Friday, August 1, 2008

ONE MINUTE MEDITATION

At a time when pace is at a premium, here is a computer program which tells you just how evolved you are and how much further you have to go; all in a minute's time

Did you think meditation is a luxury of the leisure class or meant for anchorites draped in sackcloth? Wrong. One of the virtues of the consumer age is its inability to discriminate. If it can dole out slickly tetrapacked fruit juices, it can deliver instant meditation too. Spare a moment; walk into a Brahma Kumaris' center, and try their One Minute Meditation if you are curious about where you stand in the hierarchy of spiritual evolution. You are likely to meet a grim instructor who will first advise you on what to think in that precious minute.

Think: "I am a soul, distinct from my body. I am emanating into the body. My basic characteristic is peace but I am unable to discover it." These suggestions are supposed to aid the difficult job of evicting all impish thoughts which crowd your mind. Next, you will be seated in front of a computer and sensors wired to your wrists. Close your eyes and meditate for a minute. While your mind slows down, the sensors will translate the mechanical beat of your pulsation into electromagnetic signals which will be visible on the screen in the form of waves and visual.

Suddenly your spiritual elevation, or the lack of it, will be on display. Depending on the frequency of the waves, notwithstanding your calm exterior, you may discover yourself to be as spiritual as Genghis Khan.
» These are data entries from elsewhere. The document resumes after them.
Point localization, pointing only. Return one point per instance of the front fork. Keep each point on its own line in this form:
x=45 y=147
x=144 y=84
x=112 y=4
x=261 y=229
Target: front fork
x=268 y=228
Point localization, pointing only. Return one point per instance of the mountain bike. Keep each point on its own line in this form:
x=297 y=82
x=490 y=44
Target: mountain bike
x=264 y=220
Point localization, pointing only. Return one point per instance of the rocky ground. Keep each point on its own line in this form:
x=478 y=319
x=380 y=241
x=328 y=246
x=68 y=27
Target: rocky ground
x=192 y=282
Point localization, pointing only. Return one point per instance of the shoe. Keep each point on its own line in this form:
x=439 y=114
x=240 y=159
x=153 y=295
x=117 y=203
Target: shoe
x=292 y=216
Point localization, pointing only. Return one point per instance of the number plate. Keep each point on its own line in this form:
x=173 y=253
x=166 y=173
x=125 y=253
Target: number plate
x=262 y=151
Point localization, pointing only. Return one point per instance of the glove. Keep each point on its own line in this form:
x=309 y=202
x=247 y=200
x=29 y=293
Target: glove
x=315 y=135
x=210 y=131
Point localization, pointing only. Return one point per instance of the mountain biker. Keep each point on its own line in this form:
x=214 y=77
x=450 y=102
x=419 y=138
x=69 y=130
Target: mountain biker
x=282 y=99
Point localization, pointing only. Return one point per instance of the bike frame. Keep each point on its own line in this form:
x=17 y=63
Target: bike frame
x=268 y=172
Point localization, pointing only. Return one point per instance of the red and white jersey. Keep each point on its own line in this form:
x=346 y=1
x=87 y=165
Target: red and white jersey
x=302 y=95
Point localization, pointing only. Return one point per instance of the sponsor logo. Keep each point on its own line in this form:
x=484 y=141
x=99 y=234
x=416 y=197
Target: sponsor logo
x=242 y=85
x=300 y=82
Or, perhaps in spite of your pugnacious appearance, you may well be hovering around a state of near-Buddhahood, about to be catapulted out of the vicious circle of rebirth.

Designed by the Spiritual Application Research Center (SPARC), a branch of the Prajapita Brahma Kumaris Ishwariya Vishwa Vidyalaya, this program demonstrates the mind-body connection. SAPPER was set up because the institution believes that only if science and spirituality work together is it possible to resolve the current global crises and make this world a better place to live in. The Brahma Kumaris sect was founded by Dada Lekh Raj, later known as Prajapita Brahma, in the late 1930s.

Born in Sind, now in Pakistan, he established himself as a jewel merchant in Calcutta in later life. But even as a merchant he was spiritually inquisitive. Today the sect, with its headquarters in the picturesque Mount Abu, has 3,000 center in India and 66 other countries, where training is imparted in meditation, values, positive thinking and human resource development. The institution is affiliated as an NGO to Unicef and the Economic and Social Council of the UN.

Meanwhile, the seconds are ticking in your one-minute meditation session. The monitor is displaying changing waves and visual analogies. The best visual is that of a fish, which, with progressive relaxation, metamorphoses into a mermaid, then a beautiful maiden, then an angel which finally dissolves into a star, frontally suggesting the astral abode of a becalmed soul. But if you are racked with tensions and anxiety—as the average person tends to be—you are unlikely to emerge from the watery abode of the fish.

The nature of the graph reflects how relaxed you are or how much in control of your mind. Explains Arun Kumar of SPARC: "From the quality of the waves you can make out how stable the person is. The waves which have the least variance reflect stability, though the cycle may repeat itself in a higher or lower frequency."

A state where there is no variance at all is called the delta level, where the person is in full control of his mind—a sign of enlightenment. I But, cautions Kanhaiya Lall, another SPARC member: "Meditation is not instantaneous, the One Minute Meditation program is really for beginners, who cannot be slotted in any of the four higher stages of alpha, beta, gamma and delta."